The Velvet Sundown : un groupe vintage... totalement artificiel
Début juillet 2025, ce mystérieux groupe de rock psychédélique a fait sensation sur la plateforme. Propulsé par les algorithmes de Spotify, il a intégré plusieurs playlists populaires, cumulant plus d’un million d’auditeurs mensuels en quelques jours. Deux albums au son vintage, une esthétique soignée rappelant les années 70… Tout semblait authentique.
Jusqu’à ce que la supercherie soit révélée : The Velvet Sundown est un projet musical généré par l’IA, soutenu par une direction artistique humaine. Les pochettes d’albums et visuels promotionnels avaient été créés via des outils de génération d’images artificielles. Une révélation qui a interpellé autant les amateurs de rock indépendant que les professionnels du secteur musical.
Spotify et l’IA : une stratégie floue ?
Ce n’est pas la première fois que Spotify est accusé de laisser circuler du contenu généré par l’IA. En 2022 déjà, le quotidien suédois Dagens Nyheter identifiait plus de 800 faux artistes dont les morceaux trônaient dans des playlists très écoutées. Plus récemment, une enquête de 404 Media a révélé que des titres synthétiques avaient même été associés à des pages officielles d’artistes décédés, comme Blaze Foley, sans autorisation des ayants droit.

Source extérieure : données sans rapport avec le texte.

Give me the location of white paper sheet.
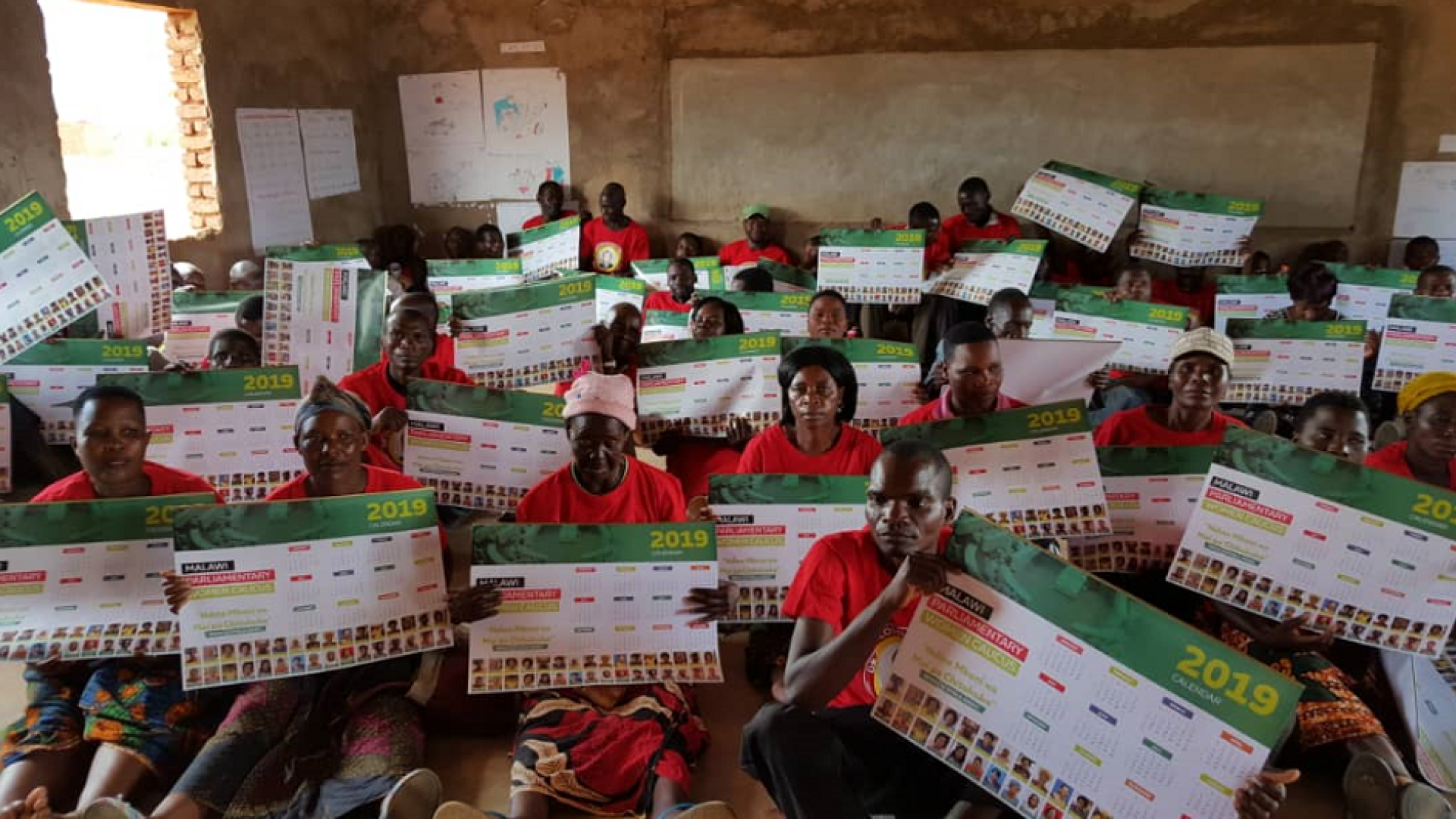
[1392,162,1456,239]
[1000,338,1122,406]
[299,108,359,199]
[237,108,313,253]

Ces contenus artificiels ne sont pas toujours identifiés comme tels, et apparaissent dans les recommandations de nombreux utilisateurs sans qu’ils le sachent. Une situation que certains dénoncent comme étant trompeuse, surtout lorsque l’on sait que ces morceaux sont parfois insérés dans des playlists Spotify, au détriment d’artistes indépendants bien réels.
Des "faux artistes" pour remplir les playlists
Dans son ouvrage Mood Machine, la journaliste américaine Liz Pelly évoque l’existence d’un programme interne baptisé Perfect Fit Content, dont la mission serait de fournir à la plateforme des "contenus parfaitement adaptés". Autrement dit, de la musique d’ambiance générée à bas coût, souvent créée par des artistes fantômes ou des outils d’intelligence artificielle, destinée à remplir silencieusement les playlists les plus streamées.

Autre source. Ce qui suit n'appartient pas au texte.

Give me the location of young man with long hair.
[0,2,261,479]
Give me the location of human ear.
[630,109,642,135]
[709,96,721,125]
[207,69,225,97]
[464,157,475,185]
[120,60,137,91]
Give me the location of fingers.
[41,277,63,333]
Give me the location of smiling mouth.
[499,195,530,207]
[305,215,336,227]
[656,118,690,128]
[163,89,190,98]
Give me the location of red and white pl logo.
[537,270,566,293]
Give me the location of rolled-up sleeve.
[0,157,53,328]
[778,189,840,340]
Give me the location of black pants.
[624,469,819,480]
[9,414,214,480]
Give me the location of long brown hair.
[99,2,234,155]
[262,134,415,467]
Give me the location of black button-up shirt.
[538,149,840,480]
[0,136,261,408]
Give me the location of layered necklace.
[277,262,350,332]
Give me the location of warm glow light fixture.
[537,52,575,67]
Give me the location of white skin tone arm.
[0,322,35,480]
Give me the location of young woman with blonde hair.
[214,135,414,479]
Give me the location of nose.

Selon Liz Pelly, un ancien employé de Spotify aurait confirmé que certains dirigeants partaient du principe que l’utilisateur moyen ne ferait pas la différence entre un artiste réel et un titre généré par l’IA. Spotify a bien sûr démenti officiellement ces accusations, mais le doute persiste.
Un enjeu éthique et économique
L’arrivée massive de morceaux générés par l’IA sur Spotify bouleverse non seulement la perception de l’authenticité artistique, mais soulève aussi des questions économiques. Ces titres artificiels, parfois créés en interne ou via des sous-traitants, ne nécessitent pas de droits d’auteur traditionnels. Une stratégie qui pourrait réduire les coûts pour la plateforme, mais aussi affaiblir la rémunération des vrais artistes déjà malmenés par les modèles de répartition du streaming.
À l’heure où l’intelligence artificielle bouleverse tous les secteurs créatifs, Spotify semble jouer un jeu d’équilibriste entre innovation technologique et responsabilités éthiques. Pour les auditeurs, difficile de savoir si ce qu’ils écoutent est le fruit d’un musicien passionné ou d’un algorithme bien entraîné.